Geschichte wird aus der jeweiligen Gegenwart heraus geschrieben. So kann sich eine heute verfasste ukrainische Geschichte auf den neuen ukrainischen Staat beziehen. In der Unabhängigkeitserklärung vom August 1991 beruft sich das ukrainische Parlament auf eine tausendjährige staatliche Tradition der Ukraine. Gemeint ist die Stufenfolge vom Kiever Reich des 10. bis 13. Jahrhunderts über das Fürstentum Galizien-Wol-hynien des 13. und 14. Jahrhunderts, das als teilweise ukrainisch interpretierte Großfürstentum Litauen des 14. bis 16. Jahrhunderts und das Hetmanat der Dnjepr-Kosaken im 17. Jahrhundert bis zum kurzlebigen Hetmanat von 1918 und der Ukrainischen Volksrepublik der Jahre 1918–1920.

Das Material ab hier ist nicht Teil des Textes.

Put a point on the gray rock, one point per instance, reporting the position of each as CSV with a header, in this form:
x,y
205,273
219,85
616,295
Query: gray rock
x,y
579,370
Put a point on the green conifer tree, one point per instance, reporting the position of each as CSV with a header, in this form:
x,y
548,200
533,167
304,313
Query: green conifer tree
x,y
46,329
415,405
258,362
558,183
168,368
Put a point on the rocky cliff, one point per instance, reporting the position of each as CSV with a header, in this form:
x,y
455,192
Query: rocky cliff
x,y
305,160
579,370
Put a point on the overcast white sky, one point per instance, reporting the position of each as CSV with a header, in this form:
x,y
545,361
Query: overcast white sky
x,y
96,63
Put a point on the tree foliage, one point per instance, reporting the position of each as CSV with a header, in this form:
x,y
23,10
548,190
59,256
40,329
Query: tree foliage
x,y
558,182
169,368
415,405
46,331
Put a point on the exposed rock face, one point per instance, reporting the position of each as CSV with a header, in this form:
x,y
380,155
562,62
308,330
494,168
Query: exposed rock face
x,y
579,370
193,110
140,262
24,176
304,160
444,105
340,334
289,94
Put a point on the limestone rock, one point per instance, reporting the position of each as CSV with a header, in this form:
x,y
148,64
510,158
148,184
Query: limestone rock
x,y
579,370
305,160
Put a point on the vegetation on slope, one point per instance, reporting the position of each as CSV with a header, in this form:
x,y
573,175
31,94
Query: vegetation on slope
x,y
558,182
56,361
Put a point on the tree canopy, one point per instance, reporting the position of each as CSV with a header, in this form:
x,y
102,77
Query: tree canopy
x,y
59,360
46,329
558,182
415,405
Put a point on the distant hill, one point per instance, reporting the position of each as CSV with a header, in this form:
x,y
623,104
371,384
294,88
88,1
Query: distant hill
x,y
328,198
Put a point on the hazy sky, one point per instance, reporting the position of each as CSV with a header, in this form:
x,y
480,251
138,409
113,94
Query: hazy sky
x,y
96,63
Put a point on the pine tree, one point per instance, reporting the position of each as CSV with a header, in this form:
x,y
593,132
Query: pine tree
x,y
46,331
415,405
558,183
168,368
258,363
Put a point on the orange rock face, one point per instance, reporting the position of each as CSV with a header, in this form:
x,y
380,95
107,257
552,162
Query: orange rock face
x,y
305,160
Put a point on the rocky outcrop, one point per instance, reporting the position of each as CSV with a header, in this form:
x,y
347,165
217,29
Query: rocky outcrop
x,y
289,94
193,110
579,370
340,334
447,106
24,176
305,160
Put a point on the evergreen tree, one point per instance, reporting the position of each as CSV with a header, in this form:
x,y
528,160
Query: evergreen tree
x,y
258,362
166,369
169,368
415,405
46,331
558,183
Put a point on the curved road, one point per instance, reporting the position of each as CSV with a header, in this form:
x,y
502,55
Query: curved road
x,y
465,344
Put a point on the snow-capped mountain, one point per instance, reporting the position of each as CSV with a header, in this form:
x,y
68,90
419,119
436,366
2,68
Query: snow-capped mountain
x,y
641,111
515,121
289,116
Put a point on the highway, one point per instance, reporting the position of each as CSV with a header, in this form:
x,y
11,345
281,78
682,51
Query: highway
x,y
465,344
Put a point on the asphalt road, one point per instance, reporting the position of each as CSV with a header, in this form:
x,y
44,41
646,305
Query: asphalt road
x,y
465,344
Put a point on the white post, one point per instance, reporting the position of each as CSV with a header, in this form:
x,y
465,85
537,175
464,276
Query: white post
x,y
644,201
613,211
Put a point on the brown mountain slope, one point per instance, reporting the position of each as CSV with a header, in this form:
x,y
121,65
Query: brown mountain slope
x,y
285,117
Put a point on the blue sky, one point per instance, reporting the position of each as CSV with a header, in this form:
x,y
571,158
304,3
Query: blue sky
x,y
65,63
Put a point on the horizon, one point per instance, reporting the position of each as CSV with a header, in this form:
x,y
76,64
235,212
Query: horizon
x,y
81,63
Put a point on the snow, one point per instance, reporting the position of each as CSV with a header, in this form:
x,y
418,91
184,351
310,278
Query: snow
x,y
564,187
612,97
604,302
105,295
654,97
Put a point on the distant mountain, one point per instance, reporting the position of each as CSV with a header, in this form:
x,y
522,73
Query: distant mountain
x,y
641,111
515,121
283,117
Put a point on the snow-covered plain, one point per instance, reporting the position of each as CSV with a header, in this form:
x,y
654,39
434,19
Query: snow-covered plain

Eine Geschichte des ukrainischen Staates bezöge sich auf das heutige Territorium, das mit dem der ehemaligen Ukrainischen Sowjetrepublik identisch ist. Folgte man diesem Kriterium konsequent, so müsste man die Geschichte dieses Raumes durch alle Epochen bis zurück zur Urgeschichte verfolgen. Damit würden die antiken griechisch-römischen Kolonien am Schwarzen Meer und die Steppenkulturen von den Skythen bis zu den Tataren Bestandteile der ukrainischen Geschichte. Diesen Richtlinien folgen zahlreiche Gesamtdarstellungen, die inner- und außerhalb der Ukraine geschrieben worden sind.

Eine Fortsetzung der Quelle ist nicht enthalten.